Hear you, dude. My Dad needs to hear more analysis like that. Modesty and a little self-examination could dispel some of these myths about liberuls (that is, making our faults our defining characteristics), but caving - as Kerry did earlier this week on the gay marriage issue - is not going to do it. So far, my money is on Harry Reid - I think he could even turn Dad around.
Go Help!!
Susie needs a boost, and deserves one (remember that Koufax?) Her situation is all too personally familiar. Needn't be much - power in numbers, folks.
.
Wednesday, May 11, 2005
11 May 2005
Reality bites Michael Medved, and he seems not to like it.....pointer from TPM.
Not Sleepin'
I know - hard to tell, but limited writing time has been devoted the last few days to answering a relative who watches too much Faux News. It's instructive; the brain is a convoluted landscape, and man does that shit get impacted, and it's important not to scrape away too hard or feelings might be hurt. Family!
More later.
Saturday, May 07, 2005
Simpletons
And as being deprived of suffrage is still within living memory of citizens of this country, I am amazed at the scope - and intensity - of responses to the Runaway Bride story this last week. The facts of the case are trivial, the madness of the media coverage is not - recalls to me the great parody headline 'SLEEP CLAIMS JACKIE!" - yeah, Jackie O was out like a light for one-third of every day!! Shock, awe, and Nancy Grace going hyperthyroid on us all. If only there was some real analogue to Slim Whitman that would explode their alien brains, I'd pipe it out my window to restore local sanity.
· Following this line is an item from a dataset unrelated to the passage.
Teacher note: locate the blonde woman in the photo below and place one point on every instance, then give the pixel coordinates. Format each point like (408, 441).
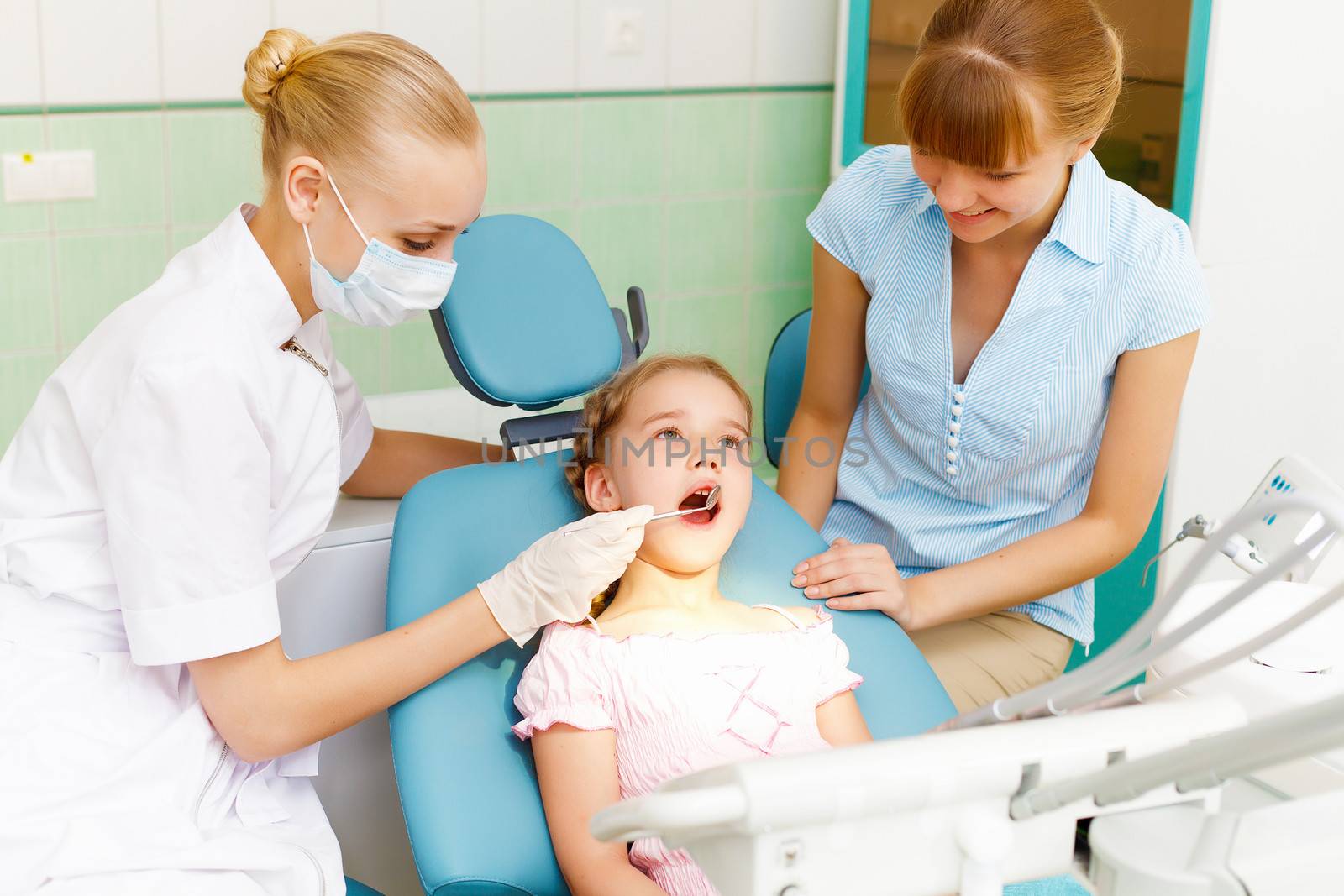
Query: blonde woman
(1030, 325)
(154, 735)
The ordinary rites of passage are becoming so inflated, so freighted, with anxiety right now that we may need (but should reject) a Department of Homeland Insecurity. Lindsay, bless her, reasserts the privacy and particularity of weddings (my own sister's was very particular!). Lance addressed the fears of the fearful - straight men who have to demonize gay men because - hmm - they might be set upon and ass-fucked? Roving gangs of predatory fags - I'd like to see that, and I might even sign up - but it's a fantasy. I can assert that coming out (if you are gay) affirms your masculinity like nothing else - it's the closet that makes you a sissy.
Benjamin DeMott has a fine piece on another cleavage - jocks and non-jocks - in the 5/12 NYRB (free on-line, too). He's been clear-eyed on our national will to sweep class, race, and status under the rug for a very long time. How he can continue to spear the complacent received postures and prejudices of his peers, and yet remain hopeful, is virtue itself.
Monday, May 02, 2005
A-Maying
However, it is now May, and the picture below is from the Cluny Museum in Paris - the Medieval one - and the set of tapestries, on a deep green ground overgrown with flowers, illustrating the pleasures of courtly life, is a favorite of mine. They are not overwhelmingly large, and you can get quite close in their modest room (the rest of which displays fragile and beautiful textiles). Just scenes of hunting and picnics and promenades (and bathing, of course) - civilized pleasures, and no excuses for them.